Der Hamas-Terror vom 7. Oktober hat auch in Deutschland Spuren hinterlassen. Vor dem ersten Jahrestag sorgen sich viele vor allem um das jüdische Leben hierzulande. Hilferufe gegen Judenhass werden lauter.
Zum ersten Jahrestag des Hamas-Terrorangriffs auf Israel wächst die Sorge um das jüdische Leben in Deutschland. Politiker und Religionsvertreter rufen zum Einsatz gegen Judenhass auf. Eine Antisemitismus-Beratungsstelle berichtet von fünfmal so viel Anfragen wie vor dem 7. Oktober 2023.
“Es darf niemals sein, dass Bürgerinnen und Bürger jüdischen Glaubens hier in Deutschland in Angst und Schrecken leben müssen”, mahnte Bundeskanzler Olaf Scholz (SPD). Antisemitismus und blinden Israel-Hass dürfe man niemals hinnehmen.
Wie Scholz sagte auch Außenministerin Annalena Baerbock (Grüne) Israel die weitere Unterstützung Deutschlands zu: “Eure Sicherheit ist Teil unserer Staatsräson”, schrieb sie in der “Bild am Sonntag”. Und sie nannte es beschämend, “dass seitdem Jüdinnen und Juden sich auch bei uns unsicherer fühlen, antisemitische Angriffe in unserem Land zugenommen haben, dass Männer Angst haben, mit Kippa über die Straße zu gehen und Kinder in der U-Bahn Hebräisch zu sprechen.”
Der Zentralrat der Juden in Deutschland kritisierte die aktuellen Anti-Israel-Demos als neuen “Tiefpunkt der Menschlichkeit in unserer Gesellschaft”. Präsident Josef Schuster forderte einen realistischen Blick auf einen verfestigten Judenhass in Deutschland.

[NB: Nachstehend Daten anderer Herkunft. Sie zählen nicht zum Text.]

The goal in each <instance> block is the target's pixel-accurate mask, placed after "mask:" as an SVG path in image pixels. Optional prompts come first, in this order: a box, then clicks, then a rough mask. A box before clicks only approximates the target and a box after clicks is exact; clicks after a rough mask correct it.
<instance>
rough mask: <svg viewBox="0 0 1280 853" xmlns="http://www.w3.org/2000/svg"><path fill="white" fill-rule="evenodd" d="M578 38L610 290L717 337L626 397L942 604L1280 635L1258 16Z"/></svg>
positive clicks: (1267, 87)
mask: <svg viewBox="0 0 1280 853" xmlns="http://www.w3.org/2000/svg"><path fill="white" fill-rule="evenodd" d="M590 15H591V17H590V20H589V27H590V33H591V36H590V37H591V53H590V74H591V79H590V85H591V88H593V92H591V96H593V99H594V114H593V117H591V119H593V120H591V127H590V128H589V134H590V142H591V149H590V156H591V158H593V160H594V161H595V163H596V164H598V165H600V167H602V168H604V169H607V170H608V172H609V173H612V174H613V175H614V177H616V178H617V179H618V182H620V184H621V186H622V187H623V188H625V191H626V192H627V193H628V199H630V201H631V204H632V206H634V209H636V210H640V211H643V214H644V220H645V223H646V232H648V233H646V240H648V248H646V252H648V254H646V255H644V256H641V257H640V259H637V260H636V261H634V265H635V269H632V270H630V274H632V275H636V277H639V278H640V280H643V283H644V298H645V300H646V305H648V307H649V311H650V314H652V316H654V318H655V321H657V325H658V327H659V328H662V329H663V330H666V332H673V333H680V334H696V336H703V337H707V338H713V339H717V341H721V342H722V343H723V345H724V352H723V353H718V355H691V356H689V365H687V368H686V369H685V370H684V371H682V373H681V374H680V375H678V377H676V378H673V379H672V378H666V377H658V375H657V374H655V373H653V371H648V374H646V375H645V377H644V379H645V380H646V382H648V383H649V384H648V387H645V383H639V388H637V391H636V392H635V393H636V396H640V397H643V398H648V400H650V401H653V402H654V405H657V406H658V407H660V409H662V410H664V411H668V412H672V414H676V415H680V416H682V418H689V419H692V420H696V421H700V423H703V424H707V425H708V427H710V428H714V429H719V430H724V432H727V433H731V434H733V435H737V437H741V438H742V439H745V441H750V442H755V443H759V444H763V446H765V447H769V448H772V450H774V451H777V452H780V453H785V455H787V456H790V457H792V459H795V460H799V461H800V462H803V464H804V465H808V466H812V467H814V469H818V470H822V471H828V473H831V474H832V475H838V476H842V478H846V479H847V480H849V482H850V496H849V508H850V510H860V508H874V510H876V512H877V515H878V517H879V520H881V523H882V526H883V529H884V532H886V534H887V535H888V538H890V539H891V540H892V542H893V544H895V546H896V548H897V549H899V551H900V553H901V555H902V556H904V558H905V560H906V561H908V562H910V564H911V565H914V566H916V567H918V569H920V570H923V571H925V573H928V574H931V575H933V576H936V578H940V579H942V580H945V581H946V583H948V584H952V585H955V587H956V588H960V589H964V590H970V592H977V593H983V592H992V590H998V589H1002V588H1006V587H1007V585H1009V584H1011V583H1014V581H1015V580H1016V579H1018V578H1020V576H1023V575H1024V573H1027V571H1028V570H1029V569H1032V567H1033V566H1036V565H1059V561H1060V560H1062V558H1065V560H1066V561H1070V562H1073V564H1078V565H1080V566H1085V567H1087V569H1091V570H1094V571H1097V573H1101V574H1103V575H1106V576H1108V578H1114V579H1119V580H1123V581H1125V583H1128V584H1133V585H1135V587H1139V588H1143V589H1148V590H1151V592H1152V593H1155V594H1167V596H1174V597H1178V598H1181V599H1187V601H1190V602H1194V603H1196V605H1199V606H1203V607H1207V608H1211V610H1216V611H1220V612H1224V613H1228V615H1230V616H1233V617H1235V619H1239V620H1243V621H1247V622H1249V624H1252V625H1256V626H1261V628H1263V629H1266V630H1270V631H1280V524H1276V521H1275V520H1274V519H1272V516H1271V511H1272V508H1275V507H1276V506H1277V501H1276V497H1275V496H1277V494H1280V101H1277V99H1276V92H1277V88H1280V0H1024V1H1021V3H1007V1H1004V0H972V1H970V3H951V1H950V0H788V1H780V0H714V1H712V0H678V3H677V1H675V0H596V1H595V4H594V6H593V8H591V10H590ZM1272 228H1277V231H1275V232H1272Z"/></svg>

Als Beispiele dafür nannte er “Jubelszenen auf deutschen Straßen nach dem Raketenangriff des Iran auf Israel sowie die Aufrufe zu offenen Israel-Hass-Protesten rund um den Jahrestag”.
Abraham Lehrer, der Vizepräsident des Zentralrats, beklagte in der “Kölnischen Rundschau” (Montag) einen Mangel an Solidarität mit den deutschen Juden: “In Köln haben die beiden großen christlichen Kirchen zu einem Schweigemarsch aufgerufen – großartig. Aber sonst kommt aus der Mitte der Gesellschaft nicht viel.” Von der Solidaritätswelle nach dem Massaker von 2023 sei “ehrlich gesagt wenig” geblieben.
Auch in einem gemeinsamen Aufruf von sieben jüdischen Verbänden aus den Ländern mit den meisten außerhalb von Israel lebenden Juden beklagte der Zentralrat einen “ungezügelten, noch nie dagewesenen Antisemitismus, der Juden auf der ganzen Welt ins Visier genommen hat”.
Der Antisemitismusbeauftragte der Bundesregierung, Felix Klein, sprach ebenfalls von einer besorgniserregenden Zunahme von Judenhass. Dabei sei nicht nur die Zahl antisemitischer Straftaten immens gestiegen: “Mit Sorge sehe ich besonders die Vielzahl der öffentlichen Kundgebungen, bei denen Israelhass und antisemitische Haltungen zum Ausdruck kommen.”
Die beiden großen Kirchen in Deutschland betonten: “Wir stehen an der Seite der Juden, die seit dem 7. Oktober 2023 weltweit – leider auch hierzulande – mit antisemitischen Übergriffen konfrontiert sind.” Auch das Zentralkomitee der deutschen Katholiken (ZdK) kritisierte den sprunghaften Anstieg judenfeindlicher Übergriffe in Deutschland: “Das dürfen wir nicht hinnehmen. Ebenso wenig dürfen wir zulassen, dass der Diskurs über die Situation in Israel und Palästina durch polemisch-verzerrte und einseitige Stimmen dominiert wird.”